When, as time went by, Pierre's vagaries increased, François found in them less subject for mirth. The fat little man sat up later and later at night. At times he read; at others he walked about muttering, or moving his lips without uttering a sound. What disturbed François most was that the poodle now and then showed fear of Pierre, and would no longer obey him as he had been used to do.
Meanwhile, as Pierre still attended sedulously to business, François could find no fault. He himself had become devoted to his art of palm-reading. He bought at the stalls old books, Latin and French, which treated of the subject, and tried to keep up the name his odd ways had made so profitable. Deceit was a part of his working capital; but deceit and credulity are apt to go together, as a great man has well said. Not for many louis would the conjurer have let any one read again the lines of his own hand. When Despard began to teach him the little he himself knew of palmistry, it had caused interest, and after a while a half-belief. This grew as he saw the evident disturbance to which the use of his art gave rise in certain of those who at first appeared to look upon it as an idle jest. The imaginative have need to be wary, and this man was imaginative, and had the usual notions of the gambler and thief as to omens and luck. I have said he had no definite working conscience. I have also said that he possessed an inborn kindness of heart; he had a long memory for benefits, and a short one for injuries. His courage was of fine quality: not even Quatre Pattes could terrify him.

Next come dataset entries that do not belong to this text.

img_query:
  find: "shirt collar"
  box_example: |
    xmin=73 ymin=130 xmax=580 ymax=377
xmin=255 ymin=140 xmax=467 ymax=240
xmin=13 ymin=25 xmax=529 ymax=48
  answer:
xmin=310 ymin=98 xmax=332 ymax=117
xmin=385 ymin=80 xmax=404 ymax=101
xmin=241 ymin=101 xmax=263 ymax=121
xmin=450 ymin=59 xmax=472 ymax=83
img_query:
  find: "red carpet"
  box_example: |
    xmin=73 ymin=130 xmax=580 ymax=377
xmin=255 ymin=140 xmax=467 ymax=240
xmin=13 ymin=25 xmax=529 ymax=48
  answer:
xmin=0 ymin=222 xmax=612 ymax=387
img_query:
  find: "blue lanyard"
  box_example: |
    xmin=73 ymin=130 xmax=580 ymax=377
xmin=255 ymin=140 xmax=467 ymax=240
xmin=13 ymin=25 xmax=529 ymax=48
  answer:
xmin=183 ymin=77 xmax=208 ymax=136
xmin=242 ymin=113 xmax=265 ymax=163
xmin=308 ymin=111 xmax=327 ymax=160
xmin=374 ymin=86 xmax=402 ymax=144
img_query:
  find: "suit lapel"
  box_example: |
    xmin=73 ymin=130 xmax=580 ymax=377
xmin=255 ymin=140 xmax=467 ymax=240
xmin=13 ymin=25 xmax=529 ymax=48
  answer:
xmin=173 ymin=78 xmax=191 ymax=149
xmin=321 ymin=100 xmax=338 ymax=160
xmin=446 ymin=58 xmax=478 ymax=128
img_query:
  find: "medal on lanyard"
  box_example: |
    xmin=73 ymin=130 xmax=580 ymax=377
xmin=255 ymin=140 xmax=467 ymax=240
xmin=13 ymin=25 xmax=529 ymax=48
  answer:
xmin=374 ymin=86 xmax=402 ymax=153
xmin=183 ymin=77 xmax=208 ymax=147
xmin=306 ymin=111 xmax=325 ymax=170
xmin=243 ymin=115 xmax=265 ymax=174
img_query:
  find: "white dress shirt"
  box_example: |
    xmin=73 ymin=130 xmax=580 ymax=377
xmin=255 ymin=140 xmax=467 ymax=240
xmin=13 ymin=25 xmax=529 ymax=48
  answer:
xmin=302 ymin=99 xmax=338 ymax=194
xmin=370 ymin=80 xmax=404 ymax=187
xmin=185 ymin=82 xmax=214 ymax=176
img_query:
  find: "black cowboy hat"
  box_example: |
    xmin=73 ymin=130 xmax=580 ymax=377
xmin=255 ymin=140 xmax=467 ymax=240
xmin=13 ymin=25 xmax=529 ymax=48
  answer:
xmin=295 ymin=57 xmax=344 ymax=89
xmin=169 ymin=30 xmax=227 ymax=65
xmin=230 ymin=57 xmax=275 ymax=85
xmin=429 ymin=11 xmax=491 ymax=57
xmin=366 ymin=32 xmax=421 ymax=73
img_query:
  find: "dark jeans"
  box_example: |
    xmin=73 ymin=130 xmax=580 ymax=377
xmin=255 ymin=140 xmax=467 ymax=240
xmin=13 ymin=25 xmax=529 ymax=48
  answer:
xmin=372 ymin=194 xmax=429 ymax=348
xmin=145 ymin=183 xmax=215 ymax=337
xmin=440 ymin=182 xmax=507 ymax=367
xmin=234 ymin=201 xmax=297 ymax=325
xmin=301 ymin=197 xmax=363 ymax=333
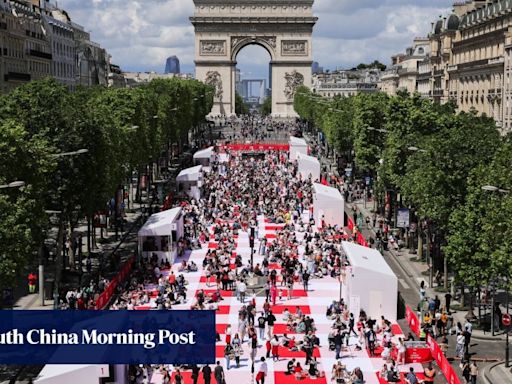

The politics of the time were becoming month by month more troublous to such as kept their heads steady in the amazing tumble of what for centuries had been on top, and the rise of that which had been as long underneath. The increasing interest of Pierre in all that went on surprised François, and sometimes, as I have said, amused him. He could not comprehend why he should care whether the king ruled, or the Assembly. This mighty drama was nothing to him. He paid no taxes; he toiled not, nor spun, except nets of deceit; and whether or not commerce died and the plow stood idle in the furrow was to him of no moment. Meanwhile, before the eyes of a waiting, wondering world historic fate was shuffling the cards as neither war nor misrule had shifted them for many a day. Knave and king, spade and club, were now up, now down. Every one was in a new place. The old surnames were replaced by classical appellations. Streets, palaces, and cities were rebaptized with prenominal republican adjectives. Burgundy, Anjou, Navarre, and the other ancient provinces, knew no more their great names heroically famous.
All men were to be equal; all men were free to be what they could. But the freedom of natural or acquired inequality was not to be recognized. There were new laws without end. The Jacobin added a social creed. All men must tutoyer. "Your Majesty" was no more to be used. Because the gentles said "thou" and "thee" to one another and to an inferior, all men must "thou" as a sign that all are on a level.